Don’t listen to the horror stories, Brough Scott knows how to enjoy marathons

So here we go again. Three years after the last “never again” stagger up the Mall, all it took was a call from the Sports Desk and I am signed up to lead a Telegraph team in the Marathon in three months’ time.

And the reason for this folly? It’s the sheer improbable, inspiring, humiliating, self-examining fun of it – three years ago Elvis overtook me at the Victoria Memorial and I was finishing in 4 hrs 4 minutes at the time.

“Fun” may not sound the likeliest word but after six (or is it seven?) four-hour trots around London, trust me it’s the right one. For the London Marathon is something that wants to be done – or at least started and finished – with a smile on your face. You are taking part in Britain’s biggest annual sporting celebration.

Forget Cup finals, the Grand National, Open Golf, or Wimbledon. They may also have millions of viewers but at best they have 100, at worst just two participants. At Greenwich on April 23 there will be some 40,000 of us jig-jogging nervously and smearing on the Vaseline. Even me. At 63.

That’s if I and the rest of our squad make it to the start line. The saddest thing that happens to would-be marathoners is getting injured and finding all their dedicated training has gone to waste. Almost invariably that is because they have trained too hard, too soon. So welcome to Brough Scott’s pain free, fun-packed guide to marathon training.

That doesn’t mean we are taking it lightly. It does mean that you have to accept the body and the condition you have got, see what shape you get into in three months of sensible living and gently increased jogging, calculate what is a realistic time to aim for and then try to pace yourself.

The key rules for the ordinary jogger are: run as slowly as possible to start with; wherever possible run on grass not Tarmac; make sure you take days off especially in the first month; find a route with hills in it and, most important, talk in time taken not distance run.

Don’t be terrified or brainwashed by talk of hundreds of miles a week. I did that for my first two marathons, made myself miserable and got so ill in the first one that I was overtaken by a walker – I was “running” at the time.
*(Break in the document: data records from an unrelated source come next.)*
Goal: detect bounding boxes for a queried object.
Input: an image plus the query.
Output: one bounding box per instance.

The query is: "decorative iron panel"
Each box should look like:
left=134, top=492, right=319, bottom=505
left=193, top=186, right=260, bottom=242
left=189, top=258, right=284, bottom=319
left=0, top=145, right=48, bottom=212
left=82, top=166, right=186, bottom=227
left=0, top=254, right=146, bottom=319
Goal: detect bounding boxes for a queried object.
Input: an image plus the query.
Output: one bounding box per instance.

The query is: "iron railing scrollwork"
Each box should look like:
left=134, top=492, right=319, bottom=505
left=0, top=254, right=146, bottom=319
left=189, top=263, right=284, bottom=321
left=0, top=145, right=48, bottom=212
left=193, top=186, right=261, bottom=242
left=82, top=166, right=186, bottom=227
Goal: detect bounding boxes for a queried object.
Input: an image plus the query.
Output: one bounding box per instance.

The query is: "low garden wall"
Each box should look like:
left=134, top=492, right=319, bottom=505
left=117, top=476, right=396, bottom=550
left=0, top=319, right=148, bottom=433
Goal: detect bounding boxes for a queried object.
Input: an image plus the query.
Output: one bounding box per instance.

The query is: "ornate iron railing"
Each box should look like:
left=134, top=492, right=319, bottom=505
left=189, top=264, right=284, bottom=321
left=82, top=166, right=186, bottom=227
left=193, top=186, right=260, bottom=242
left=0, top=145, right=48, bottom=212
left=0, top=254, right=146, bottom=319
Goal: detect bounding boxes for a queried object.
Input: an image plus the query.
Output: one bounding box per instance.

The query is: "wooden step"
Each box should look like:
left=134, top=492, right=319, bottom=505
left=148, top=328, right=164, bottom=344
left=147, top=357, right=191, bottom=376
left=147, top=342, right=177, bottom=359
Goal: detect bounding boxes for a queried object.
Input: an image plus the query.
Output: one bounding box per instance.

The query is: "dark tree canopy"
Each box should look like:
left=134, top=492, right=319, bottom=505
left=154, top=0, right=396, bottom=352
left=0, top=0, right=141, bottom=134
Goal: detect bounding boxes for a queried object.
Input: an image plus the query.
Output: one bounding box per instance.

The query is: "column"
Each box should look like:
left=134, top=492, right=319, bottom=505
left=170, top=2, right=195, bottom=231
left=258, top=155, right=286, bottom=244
The truth is that your body, and most of all your legs, must be in condition to keep running for four hours non-stop on April 23. But that’s the only time you do it. If you can get into position to run regularly round the hills for an hour without stopping and then do it just at reasonable pace for two hours, the flat streets and adrenalin lift of London will get you through close to four hours on the day.

Writing this is a huge hostage, 40 minutes at snail’s pace around the sunlit panoramas of Dorking this morning was no great beginning, but the challenge is there.

There is something more important. A hundred yards up from Finsbury Park tube station is the headquarters of Sense, the charity for people with deaf-blindness and which the Sunday Telegraph is backing this year. An hour there with Steve Collins and his team of an evening reminds you that the real heroes of the Marathon are the people who work for all the wonderful institutions supported by what has also become the biggest annual fund-raising event in Britain.

One of the greatest privileges of my life was to become a friend of the late Chris Brasher, founder of the London Marathon. It was Chris who dubbed it the “Suburban Everest.” We are so lucky to have the chance to climb it. And maybe to think a little more about those who can’t.